Previously, the industry body representing India’s consumer internet startups, unicorns, and investors wrote two letters to the ministry. It has been suggested that the code for online gaming should include policies that stipulate age or genre-based classifications, AI-based algorithms to monitor and curb potential addictions and cut-offs for money spends and wins.

Apart from that, they also suggested that the guidelines should include cultural sensitivities and a no bots policy, to be fair to players. The industry body recommended standards similar to the Entertainment Software Rating Board (ESRB)—a self-regulatory body set up in 1994 that assigns age and content ratings to video games in the US, Canada, and Mexico.

The online gaming sector has made rapid strides amid the pandemic.
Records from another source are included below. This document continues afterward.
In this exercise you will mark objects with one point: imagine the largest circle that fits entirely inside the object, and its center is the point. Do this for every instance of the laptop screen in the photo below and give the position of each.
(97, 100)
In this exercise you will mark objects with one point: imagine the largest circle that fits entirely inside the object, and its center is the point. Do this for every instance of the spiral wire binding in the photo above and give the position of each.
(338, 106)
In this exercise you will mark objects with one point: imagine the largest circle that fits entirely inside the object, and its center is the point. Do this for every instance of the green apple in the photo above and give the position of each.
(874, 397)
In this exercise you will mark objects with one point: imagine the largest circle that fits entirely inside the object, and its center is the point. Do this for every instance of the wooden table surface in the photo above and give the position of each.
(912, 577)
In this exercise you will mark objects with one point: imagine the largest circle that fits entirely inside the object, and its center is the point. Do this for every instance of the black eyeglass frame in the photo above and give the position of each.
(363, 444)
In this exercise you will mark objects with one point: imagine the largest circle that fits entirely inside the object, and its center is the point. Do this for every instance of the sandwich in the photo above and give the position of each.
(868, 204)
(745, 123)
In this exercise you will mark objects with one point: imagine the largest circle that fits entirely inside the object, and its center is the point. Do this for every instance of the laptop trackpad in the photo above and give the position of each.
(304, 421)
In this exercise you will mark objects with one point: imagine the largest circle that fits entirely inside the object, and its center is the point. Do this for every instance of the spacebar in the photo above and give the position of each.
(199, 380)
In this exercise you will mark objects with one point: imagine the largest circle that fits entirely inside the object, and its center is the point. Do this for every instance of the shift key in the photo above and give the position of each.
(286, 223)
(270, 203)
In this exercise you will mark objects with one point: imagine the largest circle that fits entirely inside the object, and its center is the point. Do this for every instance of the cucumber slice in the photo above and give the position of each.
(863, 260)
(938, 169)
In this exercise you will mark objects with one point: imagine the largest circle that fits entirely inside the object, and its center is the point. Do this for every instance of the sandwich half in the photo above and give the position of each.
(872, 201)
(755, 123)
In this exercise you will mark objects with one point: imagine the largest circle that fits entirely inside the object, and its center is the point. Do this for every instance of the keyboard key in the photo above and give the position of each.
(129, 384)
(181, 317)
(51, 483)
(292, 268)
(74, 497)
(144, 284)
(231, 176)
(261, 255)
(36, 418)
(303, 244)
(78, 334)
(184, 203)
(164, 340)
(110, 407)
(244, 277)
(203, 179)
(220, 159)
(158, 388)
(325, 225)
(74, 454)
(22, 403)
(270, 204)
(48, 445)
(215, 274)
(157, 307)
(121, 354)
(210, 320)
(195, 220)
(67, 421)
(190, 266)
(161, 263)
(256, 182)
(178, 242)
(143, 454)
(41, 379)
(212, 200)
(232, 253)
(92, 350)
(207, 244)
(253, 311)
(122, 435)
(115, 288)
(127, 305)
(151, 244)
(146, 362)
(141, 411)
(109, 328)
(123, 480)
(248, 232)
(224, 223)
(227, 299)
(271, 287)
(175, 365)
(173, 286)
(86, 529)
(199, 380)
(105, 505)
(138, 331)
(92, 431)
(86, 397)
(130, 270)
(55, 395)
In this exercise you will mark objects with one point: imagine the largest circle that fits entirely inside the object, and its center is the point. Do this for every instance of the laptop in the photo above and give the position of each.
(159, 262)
The online gaming market in India grew at a CAGR of 17.3%, from $543 Mn in 2016 to $1.027 Bn in 2020. India also moved to the top global spot in mobile game downloads in the first nine months of 2020 with 7.3 Bn downloads.

IndiaTech has always maintained that banning is not the solution. The industry body consistently argued that that it is important for the government and the industry to have meaningful dialogues along with noted experts from various fields like mental health and law. Instead of outright bans, according to IndiaTech, governments need to work towards developing a framework and ensure compliance to the Code For Responsible Online Gaming.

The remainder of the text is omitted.